Personal information
- Full name: James Forbes Jones
- Born: 9 January 1911 Larbert, Stirlingshire, Scotland
- Died: 14 December 1980 (aged 69) Kilchrenen-by-Taynuilt, Argyll, Scotland
- Batting: Right-handed
- Bowling: Right-arm medium
- Relations: James Bruce-Jones (cousin)

Domestic team information
- 1930–1939: Scotland

Career statistics
| Competition | First-class |
| Matches | 10 |
| Runs scored | 404 |
| Batting average | 23.76 |
| 100s/50s | –/4 |
| Top score | 91 |
| Balls bowled | 78 |
| Wickets | 1 |
| Bowling average | 38.00 |
| 5 wickets in innings | – |
| 10 wickets in match | – |
| Best bowling | 1/38 |
| Catches/stumpings | 11/– |
- Source: Cricinfo, 24 July 2022

= Forbes Jones =

Scottish cricketer

James Forbes Jones (9 January 1911 – 14 December 1980) was a Scottish first-class cricketer and British Army officer.

The son of Peter Forbes Jones, he was born at Larbert in January 1911. Forbes was educated at Fettes College. A club cricketer for both Stirling County and Grange Cricket Club, he made his debut for Scotland in first-class cricket against the touring Australians at Edinburgh in 1930. He played first-class cricket for Scotland until 1939, making ten appearances; one half of these were against Ireland, while the other half were played against various touring teams. Playing in the Scottish side as a batsman, he scored 404 runs at an average of 23.76; he made four half centuries, with a highest score of 91 against Ireland at Dublin in his final first-class match in 1939. Outside of cricket, he was a noted lacrosse player.

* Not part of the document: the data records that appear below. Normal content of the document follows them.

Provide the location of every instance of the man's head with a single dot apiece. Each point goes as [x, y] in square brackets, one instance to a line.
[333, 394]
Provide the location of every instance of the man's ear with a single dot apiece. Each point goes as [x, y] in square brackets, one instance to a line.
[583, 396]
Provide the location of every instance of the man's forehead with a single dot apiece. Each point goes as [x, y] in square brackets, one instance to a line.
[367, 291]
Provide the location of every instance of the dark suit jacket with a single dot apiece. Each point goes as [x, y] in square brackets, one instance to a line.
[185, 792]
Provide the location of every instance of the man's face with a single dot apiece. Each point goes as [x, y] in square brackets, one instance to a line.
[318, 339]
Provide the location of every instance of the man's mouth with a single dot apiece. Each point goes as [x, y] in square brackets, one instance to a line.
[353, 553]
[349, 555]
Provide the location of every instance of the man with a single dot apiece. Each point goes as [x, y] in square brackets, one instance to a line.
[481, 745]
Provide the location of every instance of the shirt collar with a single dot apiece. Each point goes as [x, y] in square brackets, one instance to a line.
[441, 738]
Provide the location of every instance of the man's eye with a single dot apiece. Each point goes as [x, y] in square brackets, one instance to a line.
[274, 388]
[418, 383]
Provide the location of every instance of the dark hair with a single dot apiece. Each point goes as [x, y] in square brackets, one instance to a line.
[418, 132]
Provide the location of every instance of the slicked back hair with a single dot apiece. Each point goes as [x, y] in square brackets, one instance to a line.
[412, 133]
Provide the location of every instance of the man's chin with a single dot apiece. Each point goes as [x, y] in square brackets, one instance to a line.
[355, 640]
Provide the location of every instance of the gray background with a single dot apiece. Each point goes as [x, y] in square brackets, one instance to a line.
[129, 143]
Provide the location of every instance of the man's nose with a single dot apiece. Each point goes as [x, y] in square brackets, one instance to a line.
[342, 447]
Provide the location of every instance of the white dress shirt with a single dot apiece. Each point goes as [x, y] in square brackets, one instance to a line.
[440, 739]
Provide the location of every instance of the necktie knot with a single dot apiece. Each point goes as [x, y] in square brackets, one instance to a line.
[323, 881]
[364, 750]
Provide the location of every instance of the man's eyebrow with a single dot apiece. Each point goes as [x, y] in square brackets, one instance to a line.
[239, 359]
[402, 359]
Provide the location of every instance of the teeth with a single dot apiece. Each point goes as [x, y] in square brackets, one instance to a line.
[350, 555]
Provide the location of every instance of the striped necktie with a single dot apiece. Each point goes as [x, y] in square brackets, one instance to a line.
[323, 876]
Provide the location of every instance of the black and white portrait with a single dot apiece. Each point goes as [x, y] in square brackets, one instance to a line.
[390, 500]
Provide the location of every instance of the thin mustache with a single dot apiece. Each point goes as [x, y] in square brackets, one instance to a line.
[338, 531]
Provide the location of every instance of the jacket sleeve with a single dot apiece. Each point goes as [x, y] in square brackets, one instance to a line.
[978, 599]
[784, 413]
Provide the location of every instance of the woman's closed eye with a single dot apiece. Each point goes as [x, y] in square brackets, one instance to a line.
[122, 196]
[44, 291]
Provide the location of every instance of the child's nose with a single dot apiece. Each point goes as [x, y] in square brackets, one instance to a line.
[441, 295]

In March 1939, Jones was given a one month driving ban at Dunfermline Sheriff Court for driving over 30 mph on the Kincardine Bridge. Jones served in the British Army during the Second World War, being commissioned as a second lieutenant in the Royal Artillery shortly before the outbreak of the war. During the war, the family foundry business, Jones & Campbell, came under pressure and his father made numerous requests to have Forbes released from military service, but these were denied. In August 1942, he was awarded the Military Cross in recognition of gallant and distinguished services during the Siege of Malta. At this stage of the war he was a lieutenant with the temporary rank of captain. Following the sudden death of his father in June 1944, Forbes was permitted to return home to take over the running of the family foundry, which upon his return he found to be unproductive, worn out, and old-fashioned. Following the war, he was offered the captaincy of the Scotland cricket team, but declined the offer to focus all of his attention on reforming the running of the foundry.

He continued in the British Army after the war in the Territorial Army, an association he retained until April 1961, when he exceeded the age limit for belonging to the Reserve of Officers. He was appointed a deputy lieutenant for Stirlingshire in September 1963. Jones died in December 1980 at Kilchrenen-by-Taynuilt, Argyll. His cousin, James Bruce-Jones, was also a first-class cricketer.